IN WITNESS WHEREOF, the parties have duly executed this Agreement on the
date first above written.
PRINCIPAL MANAGEMENT CORPORATION
/s/Xxxxxx X. Xxxxxx
By ___________________________________________
Xxxxxx X. Xxxxxx, Vice President
THE DREYFUS CORPORATION
/s/J. Xxxxxxx Xxxxxxx
By ___________________________________________
J. Xxxxxxx Xxxxxxx, Vice Chairman
DC-5
APPENDIX A
The Sub-Advisor shall serve as investment sub-advisor for the MidCap Growth
Series of the Fund.

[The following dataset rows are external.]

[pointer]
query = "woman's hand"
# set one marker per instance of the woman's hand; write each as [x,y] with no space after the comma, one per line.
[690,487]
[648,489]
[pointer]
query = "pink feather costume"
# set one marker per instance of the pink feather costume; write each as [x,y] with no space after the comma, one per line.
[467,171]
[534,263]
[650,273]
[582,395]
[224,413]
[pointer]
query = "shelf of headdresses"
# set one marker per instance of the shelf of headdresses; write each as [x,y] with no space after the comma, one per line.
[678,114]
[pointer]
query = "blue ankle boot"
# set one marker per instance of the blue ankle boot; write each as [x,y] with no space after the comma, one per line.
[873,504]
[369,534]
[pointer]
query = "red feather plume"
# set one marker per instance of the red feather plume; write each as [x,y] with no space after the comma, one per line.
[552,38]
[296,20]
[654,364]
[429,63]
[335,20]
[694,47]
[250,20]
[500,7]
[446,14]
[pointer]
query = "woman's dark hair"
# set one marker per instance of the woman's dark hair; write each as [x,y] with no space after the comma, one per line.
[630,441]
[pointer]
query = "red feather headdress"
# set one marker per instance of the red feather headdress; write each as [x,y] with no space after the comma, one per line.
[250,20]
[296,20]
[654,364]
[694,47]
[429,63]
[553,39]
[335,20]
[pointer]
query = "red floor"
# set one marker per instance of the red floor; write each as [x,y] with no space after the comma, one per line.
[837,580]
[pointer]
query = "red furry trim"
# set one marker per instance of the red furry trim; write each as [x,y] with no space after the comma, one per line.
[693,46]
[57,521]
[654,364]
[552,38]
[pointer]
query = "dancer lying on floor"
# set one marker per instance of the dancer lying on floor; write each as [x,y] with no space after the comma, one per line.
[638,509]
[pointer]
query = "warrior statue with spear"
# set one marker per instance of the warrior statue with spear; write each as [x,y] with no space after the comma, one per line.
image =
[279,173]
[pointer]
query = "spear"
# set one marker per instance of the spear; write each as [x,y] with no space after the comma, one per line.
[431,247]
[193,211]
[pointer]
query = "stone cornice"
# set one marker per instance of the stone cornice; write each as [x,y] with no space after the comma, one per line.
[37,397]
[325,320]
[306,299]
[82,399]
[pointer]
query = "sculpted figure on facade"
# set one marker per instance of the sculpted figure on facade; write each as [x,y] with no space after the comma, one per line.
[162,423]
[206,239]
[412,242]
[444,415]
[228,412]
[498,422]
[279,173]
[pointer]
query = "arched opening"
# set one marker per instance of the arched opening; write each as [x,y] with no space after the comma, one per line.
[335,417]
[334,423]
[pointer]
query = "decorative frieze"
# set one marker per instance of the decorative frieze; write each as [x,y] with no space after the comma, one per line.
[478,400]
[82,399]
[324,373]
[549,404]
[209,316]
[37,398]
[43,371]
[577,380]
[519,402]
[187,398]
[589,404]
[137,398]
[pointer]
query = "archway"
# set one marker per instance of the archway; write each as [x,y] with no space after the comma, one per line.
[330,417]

The Manager will pay the Sub-Advisor, as full compensation
for all services provided under this Agreement, a fee computed at an annual rate
as follows (the "Sub-Advisor Percentage Fee"):
First $50,000,000 of Assets........................................ 0.40%
Assets above $50,000,000........................................... 0.35%
In calculating the fee for the MidCap Growth Series of the Fund on or after
July 1, 2004, assets of any unregistered separate account of Principal Life
Insurance Company and any investment company sponsored by Principal Life
Insurance Company to which the Sub-Advisor provides investment advisory services
and which have the same investment mandate as the MidCap Growth Series, will be
combined (together, the "Aggregated Assets"). The fee charged for the assets in
the MidCap Growth Series shall be determined by calculating a fee on the value
of the Aggregated Assets and multiplying the aggregate fee by a fraction, the
numerator of which is the amount of assets in the MidCap Growth Series and the
denominator of which is the amount of the Aggregated Assets.
The Sub-Advisor Percentage Fee shall be accrued for each calendar day and
the sum of the daily fee accruals shall be paid monthly to the Sub-Advisor. The
daily fee accruals will be computed by multiplying the fraction of one over the
number of calendar days in the year by the applicable annual rate described
above and multiplying this product by the net assets of the Series as determined
in accordance with the Series' prospectus and statement of additional
information as of the close of business on the previous business day on which
the Series was open for business.
If this Agreement becomes effective or terminates before the end of any
month, the fee (if any) for the period from the effective date to the end of
such month or from the beginning of such month to the date of termination, as
the case may be, shall be prorated according to the proportion which such period
bears to the full month in which such effectiveness or termination occurs.